Africa’s Next Asset Class: Water
By Rodrigo Manso, CEO, Mitrelli Group
Every growth story has a hidden variable – the overlooked input without which the numbers never quite add up.
For Africa, that variable is water.
At the recent African Union Summit, water and sanitation were brought to the forefront of continental strategy. Heads of state endorsed and launched the Africa Water Vision 2063 and Policy, formally linking water security to economic transformation, climate resilience, peace, and governance. The data underpinning this shift is sobering roughly half of Africans still lack access to safe water, and basic sanitation coverage remains below 50 percent. Industrial competitiveness cannot rest on that footing.
The broader context is equally clear. Overseas development assistance is constrained, trade rules are fragmenting, and multilateral consensus is thinner than it was a decade ago.
African leaders addressed it. Their answer is deeper integration – accelerating AfCFTA implementation, reinforcing regional markets, and expanding domestic financing capacity as a form of economic resilience.

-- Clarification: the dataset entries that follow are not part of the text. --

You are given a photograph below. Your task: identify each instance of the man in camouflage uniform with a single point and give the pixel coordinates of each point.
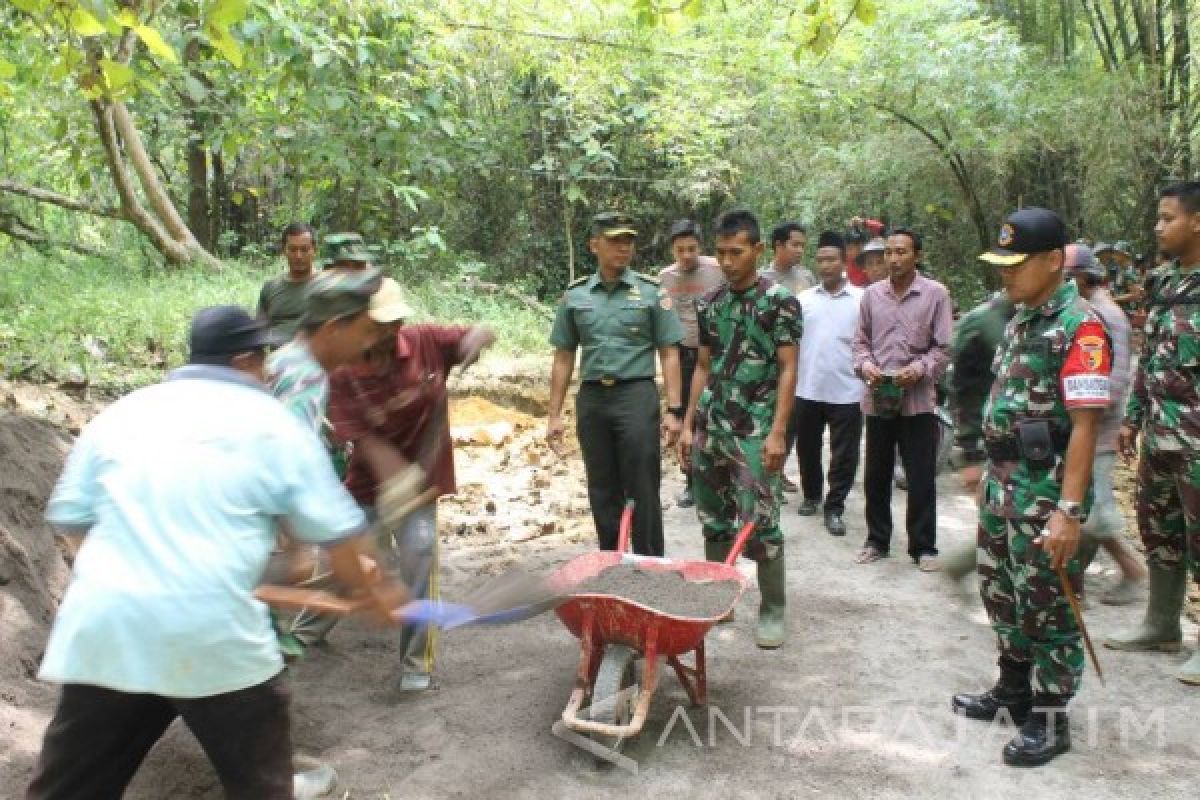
(1164, 410)
(741, 403)
(1039, 431)
(977, 337)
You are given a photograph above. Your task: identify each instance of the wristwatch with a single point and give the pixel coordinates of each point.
(1072, 510)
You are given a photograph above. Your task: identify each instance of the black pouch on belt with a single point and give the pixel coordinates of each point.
(1036, 443)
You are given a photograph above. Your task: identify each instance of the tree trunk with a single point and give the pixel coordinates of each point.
(199, 212)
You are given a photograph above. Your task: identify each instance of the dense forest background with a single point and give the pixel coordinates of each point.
(472, 138)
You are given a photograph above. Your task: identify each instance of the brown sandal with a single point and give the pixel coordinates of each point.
(868, 554)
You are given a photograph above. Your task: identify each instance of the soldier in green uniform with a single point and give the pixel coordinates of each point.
(1164, 411)
(619, 318)
(977, 337)
(739, 403)
(1039, 431)
(281, 301)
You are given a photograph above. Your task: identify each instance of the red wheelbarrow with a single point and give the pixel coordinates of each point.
(613, 632)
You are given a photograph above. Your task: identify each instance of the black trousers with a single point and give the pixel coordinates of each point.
(845, 423)
(99, 738)
(688, 358)
(618, 431)
(917, 439)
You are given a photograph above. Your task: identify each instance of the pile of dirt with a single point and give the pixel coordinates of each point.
(33, 570)
(665, 590)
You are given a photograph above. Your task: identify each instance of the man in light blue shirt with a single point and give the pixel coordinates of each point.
(827, 390)
(177, 489)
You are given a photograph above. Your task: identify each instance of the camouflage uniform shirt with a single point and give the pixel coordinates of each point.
(743, 330)
(977, 338)
(1165, 400)
(1057, 356)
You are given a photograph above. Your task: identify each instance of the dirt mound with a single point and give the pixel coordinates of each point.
(33, 571)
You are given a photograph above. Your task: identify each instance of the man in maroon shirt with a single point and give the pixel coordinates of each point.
(901, 349)
(394, 409)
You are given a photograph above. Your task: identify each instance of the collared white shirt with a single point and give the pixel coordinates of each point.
(179, 486)
(826, 371)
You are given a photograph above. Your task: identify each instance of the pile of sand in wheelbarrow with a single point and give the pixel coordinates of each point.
(664, 590)
(33, 570)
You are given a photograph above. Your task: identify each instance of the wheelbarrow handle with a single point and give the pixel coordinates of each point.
(739, 542)
(627, 527)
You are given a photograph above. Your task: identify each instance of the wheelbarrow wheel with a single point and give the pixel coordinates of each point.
(615, 693)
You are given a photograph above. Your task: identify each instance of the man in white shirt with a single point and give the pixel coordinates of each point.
(827, 390)
(177, 491)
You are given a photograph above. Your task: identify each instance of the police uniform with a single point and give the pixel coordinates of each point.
(1164, 408)
(619, 328)
(1056, 358)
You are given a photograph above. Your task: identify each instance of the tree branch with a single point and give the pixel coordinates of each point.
(61, 200)
(15, 227)
(475, 284)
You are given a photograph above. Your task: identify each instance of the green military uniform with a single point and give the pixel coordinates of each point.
(977, 338)
(619, 328)
(1021, 593)
(1164, 407)
(281, 302)
(1055, 358)
(736, 410)
(735, 414)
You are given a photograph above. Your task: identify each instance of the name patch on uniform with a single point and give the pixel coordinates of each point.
(1085, 390)
(1086, 368)
(1092, 349)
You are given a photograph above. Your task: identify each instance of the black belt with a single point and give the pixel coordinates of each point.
(1009, 447)
(613, 382)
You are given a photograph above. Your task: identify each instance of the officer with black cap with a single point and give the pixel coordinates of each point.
(619, 318)
(1039, 426)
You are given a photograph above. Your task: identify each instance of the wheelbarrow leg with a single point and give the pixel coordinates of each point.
(693, 678)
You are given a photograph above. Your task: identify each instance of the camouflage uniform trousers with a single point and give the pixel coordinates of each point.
(1026, 605)
(731, 486)
(1169, 509)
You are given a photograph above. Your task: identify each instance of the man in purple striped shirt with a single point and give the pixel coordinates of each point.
(901, 348)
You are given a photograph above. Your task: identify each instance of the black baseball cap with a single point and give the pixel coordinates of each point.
(613, 223)
(683, 228)
(220, 332)
(1025, 233)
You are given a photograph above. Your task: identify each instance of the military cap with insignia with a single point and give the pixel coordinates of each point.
(343, 247)
(1025, 233)
(340, 293)
(613, 223)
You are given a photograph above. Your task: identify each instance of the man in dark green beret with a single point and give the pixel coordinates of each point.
(619, 318)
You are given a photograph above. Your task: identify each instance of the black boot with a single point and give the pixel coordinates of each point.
(1011, 693)
(1045, 734)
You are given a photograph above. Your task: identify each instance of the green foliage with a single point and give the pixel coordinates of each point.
(121, 323)
(486, 133)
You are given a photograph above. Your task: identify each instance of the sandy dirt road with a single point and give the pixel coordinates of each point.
(856, 703)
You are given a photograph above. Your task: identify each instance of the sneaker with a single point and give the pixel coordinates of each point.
(316, 782)
(415, 681)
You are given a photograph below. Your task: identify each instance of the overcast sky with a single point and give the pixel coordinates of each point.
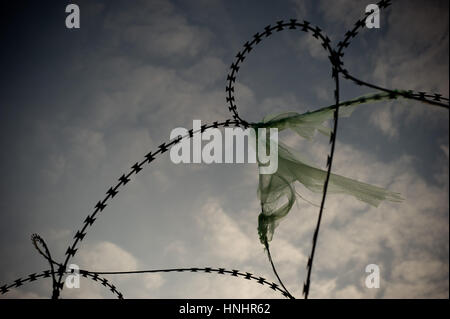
(79, 107)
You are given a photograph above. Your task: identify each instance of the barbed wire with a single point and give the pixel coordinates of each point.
(335, 57)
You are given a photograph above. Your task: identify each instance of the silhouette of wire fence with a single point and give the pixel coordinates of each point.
(335, 57)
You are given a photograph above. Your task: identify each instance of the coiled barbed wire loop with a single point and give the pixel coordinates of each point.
(335, 57)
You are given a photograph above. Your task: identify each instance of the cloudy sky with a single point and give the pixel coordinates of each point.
(79, 107)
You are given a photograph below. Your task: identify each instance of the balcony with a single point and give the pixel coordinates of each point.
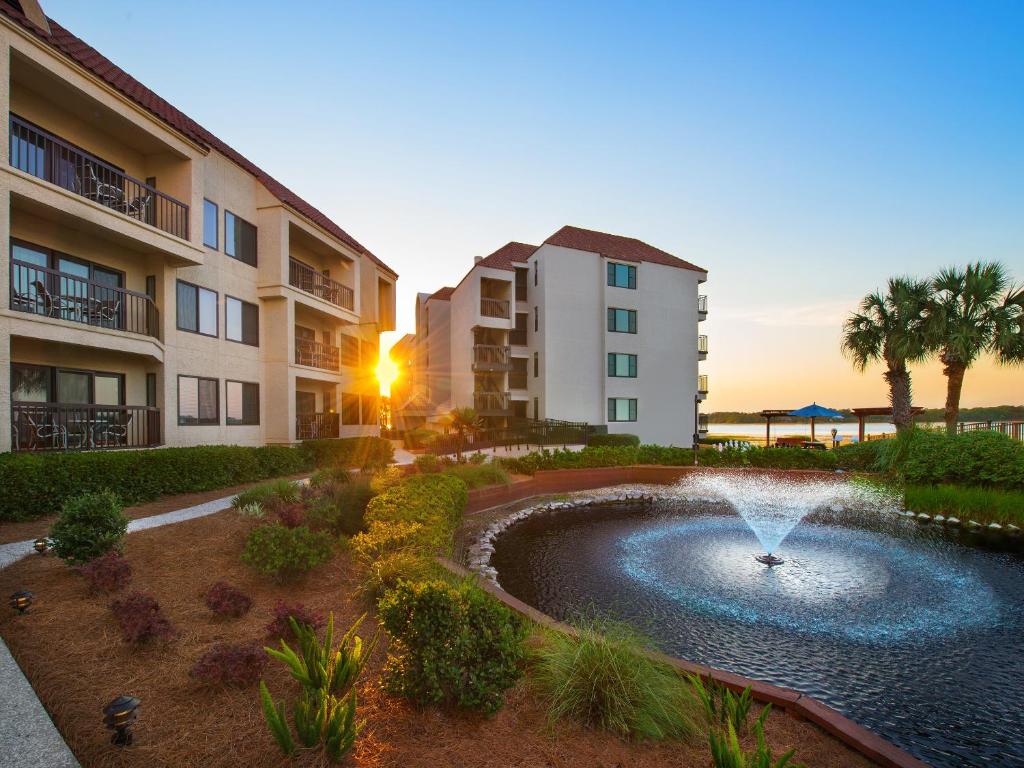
(54, 426)
(495, 308)
(316, 354)
(492, 357)
(316, 426)
(492, 403)
(37, 290)
(51, 159)
(309, 281)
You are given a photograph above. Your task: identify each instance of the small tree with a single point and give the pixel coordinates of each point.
(975, 310)
(892, 329)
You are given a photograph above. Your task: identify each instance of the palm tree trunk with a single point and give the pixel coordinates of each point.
(953, 371)
(898, 379)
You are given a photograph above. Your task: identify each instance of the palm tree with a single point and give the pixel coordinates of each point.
(975, 310)
(464, 421)
(892, 329)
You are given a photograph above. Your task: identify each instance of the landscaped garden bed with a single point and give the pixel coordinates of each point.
(74, 651)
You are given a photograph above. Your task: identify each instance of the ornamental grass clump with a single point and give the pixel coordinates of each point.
(325, 714)
(284, 553)
(603, 678)
(230, 665)
(451, 644)
(107, 573)
(89, 525)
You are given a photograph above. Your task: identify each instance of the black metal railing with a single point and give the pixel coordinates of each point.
(1014, 429)
(306, 279)
(51, 159)
(316, 426)
(316, 354)
(492, 357)
(495, 307)
(51, 293)
(56, 426)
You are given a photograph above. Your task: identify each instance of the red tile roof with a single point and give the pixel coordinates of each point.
(88, 57)
(615, 247)
(442, 294)
(508, 254)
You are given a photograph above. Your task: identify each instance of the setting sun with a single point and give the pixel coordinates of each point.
(387, 373)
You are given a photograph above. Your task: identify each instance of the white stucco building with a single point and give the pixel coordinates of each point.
(588, 327)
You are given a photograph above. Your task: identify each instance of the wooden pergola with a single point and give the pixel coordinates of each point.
(768, 416)
(863, 413)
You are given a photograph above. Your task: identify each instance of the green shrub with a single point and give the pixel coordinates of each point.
(599, 440)
(342, 511)
(451, 644)
(981, 505)
(478, 475)
(89, 525)
(603, 678)
(285, 553)
(361, 453)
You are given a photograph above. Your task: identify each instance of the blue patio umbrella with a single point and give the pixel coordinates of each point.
(814, 411)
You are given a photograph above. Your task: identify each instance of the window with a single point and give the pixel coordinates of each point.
(210, 224)
(241, 322)
(240, 239)
(622, 365)
(349, 409)
(199, 400)
(622, 275)
(241, 402)
(622, 409)
(623, 321)
(197, 309)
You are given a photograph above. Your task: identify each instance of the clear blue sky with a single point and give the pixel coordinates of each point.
(800, 152)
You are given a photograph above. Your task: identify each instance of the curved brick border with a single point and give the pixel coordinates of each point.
(794, 702)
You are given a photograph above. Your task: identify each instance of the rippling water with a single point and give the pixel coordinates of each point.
(913, 632)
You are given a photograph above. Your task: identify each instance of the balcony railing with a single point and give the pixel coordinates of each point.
(54, 426)
(316, 354)
(53, 294)
(492, 357)
(492, 401)
(316, 426)
(51, 159)
(306, 279)
(495, 307)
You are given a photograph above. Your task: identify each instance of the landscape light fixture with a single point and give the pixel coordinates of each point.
(20, 601)
(119, 716)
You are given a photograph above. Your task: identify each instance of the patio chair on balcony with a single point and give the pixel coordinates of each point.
(51, 432)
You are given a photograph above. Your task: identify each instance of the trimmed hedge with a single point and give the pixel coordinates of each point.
(36, 484)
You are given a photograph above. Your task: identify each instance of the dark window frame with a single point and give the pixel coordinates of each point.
(216, 224)
(200, 422)
(243, 422)
(244, 303)
(216, 311)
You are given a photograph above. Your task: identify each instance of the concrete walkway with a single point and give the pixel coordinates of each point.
(28, 736)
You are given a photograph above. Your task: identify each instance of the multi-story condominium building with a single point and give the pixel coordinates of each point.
(587, 327)
(160, 289)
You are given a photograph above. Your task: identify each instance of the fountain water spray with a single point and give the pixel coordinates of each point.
(772, 507)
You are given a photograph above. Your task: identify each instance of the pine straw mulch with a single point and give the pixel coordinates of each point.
(72, 651)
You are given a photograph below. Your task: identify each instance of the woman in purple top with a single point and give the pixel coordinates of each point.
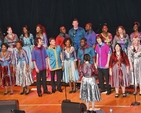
(107, 37)
(6, 69)
(21, 67)
(102, 61)
(136, 32)
(41, 32)
(89, 91)
(122, 38)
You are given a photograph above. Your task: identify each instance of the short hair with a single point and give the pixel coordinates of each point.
(86, 57)
(99, 36)
(90, 24)
(21, 43)
(124, 31)
(75, 19)
(51, 38)
(5, 44)
(66, 39)
(84, 39)
(105, 24)
(36, 41)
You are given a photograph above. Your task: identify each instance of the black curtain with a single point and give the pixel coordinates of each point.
(54, 13)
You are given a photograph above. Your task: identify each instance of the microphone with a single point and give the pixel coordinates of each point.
(134, 50)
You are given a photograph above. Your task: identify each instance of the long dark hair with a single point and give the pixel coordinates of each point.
(1, 35)
(28, 32)
(43, 30)
(121, 51)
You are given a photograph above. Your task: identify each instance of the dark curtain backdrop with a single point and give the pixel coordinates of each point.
(55, 13)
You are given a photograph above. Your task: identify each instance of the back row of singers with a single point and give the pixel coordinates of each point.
(76, 33)
(55, 59)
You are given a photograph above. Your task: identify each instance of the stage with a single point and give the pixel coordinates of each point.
(52, 103)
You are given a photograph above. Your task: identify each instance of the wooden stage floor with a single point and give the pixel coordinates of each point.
(52, 103)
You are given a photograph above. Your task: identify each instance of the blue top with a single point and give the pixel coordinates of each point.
(0, 44)
(76, 36)
(54, 57)
(27, 41)
(44, 39)
(39, 55)
(19, 57)
(86, 50)
(91, 38)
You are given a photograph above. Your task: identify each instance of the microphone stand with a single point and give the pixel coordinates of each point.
(135, 103)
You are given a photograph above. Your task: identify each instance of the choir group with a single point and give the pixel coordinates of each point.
(70, 56)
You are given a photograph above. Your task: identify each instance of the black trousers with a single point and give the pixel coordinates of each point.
(59, 77)
(41, 77)
(104, 73)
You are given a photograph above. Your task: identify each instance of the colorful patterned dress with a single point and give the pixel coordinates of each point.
(118, 64)
(107, 39)
(6, 71)
(28, 45)
(20, 60)
(70, 74)
(133, 35)
(11, 41)
(124, 42)
(136, 58)
(89, 91)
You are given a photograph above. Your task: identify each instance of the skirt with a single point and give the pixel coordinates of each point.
(115, 79)
(23, 78)
(7, 79)
(28, 50)
(89, 91)
(70, 74)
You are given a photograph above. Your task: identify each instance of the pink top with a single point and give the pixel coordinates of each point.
(102, 51)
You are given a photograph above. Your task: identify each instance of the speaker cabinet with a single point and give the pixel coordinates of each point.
(73, 107)
(7, 105)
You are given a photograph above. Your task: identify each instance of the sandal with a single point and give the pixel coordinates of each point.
(70, 91)
(5, 93)
(124, 95)
(116, 95)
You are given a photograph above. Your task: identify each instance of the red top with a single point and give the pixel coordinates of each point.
(60, 40)
(123, 59)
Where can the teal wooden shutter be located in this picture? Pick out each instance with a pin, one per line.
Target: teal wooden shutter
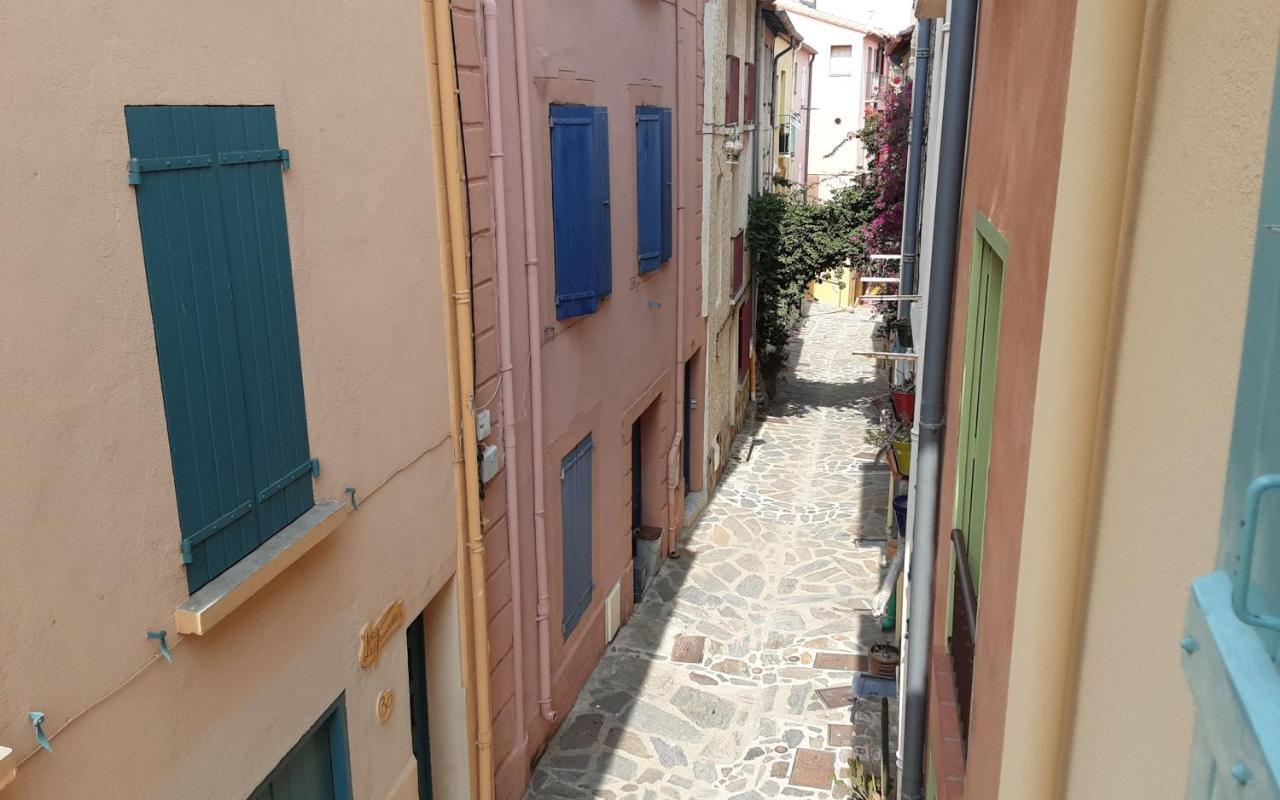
(215, 247)
(603, 227)
(576, 210)
(318, 767)
(667, 218)
(649, 187)
(576, 526)
(1233, 622)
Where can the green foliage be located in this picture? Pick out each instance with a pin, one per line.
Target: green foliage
(796, 242)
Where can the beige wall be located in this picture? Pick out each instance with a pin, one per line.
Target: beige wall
(91, 531)
(1203, 104)
(728, 30)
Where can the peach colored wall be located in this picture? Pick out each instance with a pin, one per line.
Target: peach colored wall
(599, 371)
(1170, 396)
(1011, 176)
(91, 534)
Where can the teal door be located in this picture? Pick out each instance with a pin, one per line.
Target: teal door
(316, 768)
(1232, 643)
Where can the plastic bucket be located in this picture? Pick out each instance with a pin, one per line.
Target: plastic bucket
(900, 515)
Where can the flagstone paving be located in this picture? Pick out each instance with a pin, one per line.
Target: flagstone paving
(712, 686)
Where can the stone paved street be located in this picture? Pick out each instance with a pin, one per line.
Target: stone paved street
(713, 688)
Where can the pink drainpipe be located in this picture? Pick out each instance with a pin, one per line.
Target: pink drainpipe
(535, 365)
(675, 516)
(504, 376)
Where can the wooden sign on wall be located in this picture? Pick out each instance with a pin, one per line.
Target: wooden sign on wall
(374, 635)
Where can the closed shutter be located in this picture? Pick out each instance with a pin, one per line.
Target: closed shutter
(576, 526)
(318, 767)
(739, 264)
(667, 219)
(732, 83)
(215, 246)
(649, 188)
(580, 208)
(1232, 636)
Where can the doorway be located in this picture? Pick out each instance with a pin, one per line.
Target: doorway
(417, 703)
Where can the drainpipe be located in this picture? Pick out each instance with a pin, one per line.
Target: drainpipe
(506, 382)
(914, 152)
(446, 140)
(933, 375)
(676, 516)
(533, 301)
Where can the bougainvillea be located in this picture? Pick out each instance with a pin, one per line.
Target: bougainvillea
(885, 136)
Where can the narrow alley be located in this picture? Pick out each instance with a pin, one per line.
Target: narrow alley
(732, 679)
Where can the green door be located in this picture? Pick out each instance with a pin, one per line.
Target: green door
(978, 393)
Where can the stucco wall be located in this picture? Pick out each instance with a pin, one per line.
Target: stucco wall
(602, 370)
(835, 152)
(91, 535)
(1011, 176)
(1169, 402)
(728, 30)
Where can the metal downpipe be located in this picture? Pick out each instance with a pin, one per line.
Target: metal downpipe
(914, 155)
(933, 374)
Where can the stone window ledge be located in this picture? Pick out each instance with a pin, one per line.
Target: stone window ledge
(213, 602)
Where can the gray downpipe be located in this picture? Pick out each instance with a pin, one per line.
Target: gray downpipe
(937, 332)
(914, 155)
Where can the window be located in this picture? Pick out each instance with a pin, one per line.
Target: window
(576, 528)
(580, 208)
(653, 187)
(739, 264)
(732, 83)
(318, 767)
(841, 59)
(216, 252)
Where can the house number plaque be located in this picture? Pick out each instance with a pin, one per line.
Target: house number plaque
(375, 634)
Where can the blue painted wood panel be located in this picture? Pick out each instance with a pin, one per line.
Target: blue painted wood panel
(219, 278)
(576, 533)
(580, 208)
(649, 187)
(1230, 658)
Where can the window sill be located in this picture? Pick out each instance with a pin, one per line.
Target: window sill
(229, 590)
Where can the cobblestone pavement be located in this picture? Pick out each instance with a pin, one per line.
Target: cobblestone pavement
(714, 685)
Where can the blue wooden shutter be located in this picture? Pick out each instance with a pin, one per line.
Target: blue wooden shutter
(649, 187)
(574, 210)
(667, 219)
(215, 247)
(1232, 647)
(576, 525)
(603, 227)
(318, 767)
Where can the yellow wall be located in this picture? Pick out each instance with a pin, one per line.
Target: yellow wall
(1203, 101)
(90, 521)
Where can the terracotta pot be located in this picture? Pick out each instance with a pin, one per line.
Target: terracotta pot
(882, 661)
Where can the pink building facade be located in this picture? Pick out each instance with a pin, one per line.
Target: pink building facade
(589, 333)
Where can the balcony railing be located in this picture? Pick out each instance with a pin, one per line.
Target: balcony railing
(964, 632)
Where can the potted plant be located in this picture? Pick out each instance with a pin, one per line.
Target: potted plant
(904, 402)
(901, 446)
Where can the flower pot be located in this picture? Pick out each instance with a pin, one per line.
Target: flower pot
(903, 456)
(882, 661)
(904, 405)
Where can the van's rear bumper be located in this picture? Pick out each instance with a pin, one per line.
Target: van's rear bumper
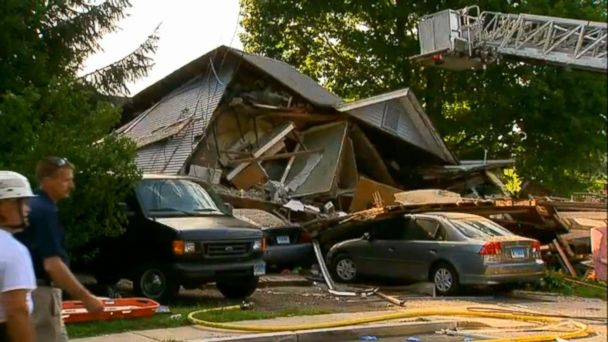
(205, 271)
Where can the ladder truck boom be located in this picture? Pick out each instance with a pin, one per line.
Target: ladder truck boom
(469, 39)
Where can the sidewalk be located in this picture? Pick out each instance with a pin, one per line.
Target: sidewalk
(196, 334)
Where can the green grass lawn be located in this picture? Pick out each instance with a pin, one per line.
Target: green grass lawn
(171, 320)
(554, 281)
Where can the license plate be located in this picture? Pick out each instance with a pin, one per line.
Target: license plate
(283, 239)
(259, 269)
(518, 253)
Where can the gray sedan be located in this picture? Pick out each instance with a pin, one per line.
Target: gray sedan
(449, 249)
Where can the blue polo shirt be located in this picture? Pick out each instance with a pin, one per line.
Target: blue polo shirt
(45, 237)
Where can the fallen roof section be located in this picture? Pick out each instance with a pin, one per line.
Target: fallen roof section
(282, 72)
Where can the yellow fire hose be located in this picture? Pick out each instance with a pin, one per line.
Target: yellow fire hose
(581, 330)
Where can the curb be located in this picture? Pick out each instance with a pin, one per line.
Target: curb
(344, 333)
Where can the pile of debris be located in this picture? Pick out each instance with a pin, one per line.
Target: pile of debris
(267, 135)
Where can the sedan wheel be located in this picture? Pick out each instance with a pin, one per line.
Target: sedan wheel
(445, 279)
(345, 269)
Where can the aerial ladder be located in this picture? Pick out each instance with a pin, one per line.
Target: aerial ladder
(470, 39)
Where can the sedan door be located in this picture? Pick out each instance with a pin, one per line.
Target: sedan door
(420, 247)
(384, 250)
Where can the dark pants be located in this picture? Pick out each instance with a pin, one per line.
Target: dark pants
(3, 333)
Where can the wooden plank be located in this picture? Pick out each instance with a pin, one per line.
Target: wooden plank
(390, 299)
(268, 142)
(302, 116)
(363, 198)
(564, 258)
(252, 175)
(566, 246)
(277, 156)
(289, 165)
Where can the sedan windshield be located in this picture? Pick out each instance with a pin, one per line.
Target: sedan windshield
(479, 228)
(175, 196)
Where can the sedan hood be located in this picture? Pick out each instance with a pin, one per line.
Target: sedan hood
(211, 227)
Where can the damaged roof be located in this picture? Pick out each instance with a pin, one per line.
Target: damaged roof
(398, 113)
(174, 112)
(282, 72)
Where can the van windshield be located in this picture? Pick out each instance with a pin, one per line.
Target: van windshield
(175, 197)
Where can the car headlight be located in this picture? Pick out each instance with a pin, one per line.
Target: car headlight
(259, 245)
(181, 247)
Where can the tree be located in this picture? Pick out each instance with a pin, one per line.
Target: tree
(552, 120)
(46, 109)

But integration is only as strong as its infrastructure. And I would argue that infrastructure is only as strong as its water.
Industrial corridors without reliable bulk water cannot attract manufacturing. Agricultural transformation without irrigation is hostage to climate volatility. Urban expansion without sanitation becomes a public health and fiscal liability. In fragile contexts – from Sudan to eastern DRC – water insecurity compounds political instability and undermines corridor viability.
The financing challenge is immense. The annual gap to achieve universal water and sanitation outcomes is estimated at roughly $30 billion. In an era of constrained concessional flows, that gap requires what this year’s Summit signaled: treating water as an investable asset class – structured, revenue-backed, transparently governed, and de-risked through blended finance and public-private partnership models.
The question is not whether this can be done, but how.
Across Africa, well-designed water platforms are demonstrating that infrastructure can scale without sacrificing discipline. At Mitrelli, we work alongside governments to implement integrated water and sanitation systems that combine engineering execution with institutional strengthening and sustained operations. From Angola to Côte d’Ivoire and beyond, our “Water for All” programs are built as enduring service frameworks – expanding coverage while also improving the financial and operational health of the utilities that manage them. The progress is measurable – and built to endure.
This year’s AU Summit crystallized a quiet but consequential shift. Water has moved from the margins of development discourse to the center of economic planning.
Africa’s integration agenda under the AfCFTA is, at its core, an exercise in building resilience against external volatility. That resilience will be secured through infrastructure – and few assets are more strategic than water.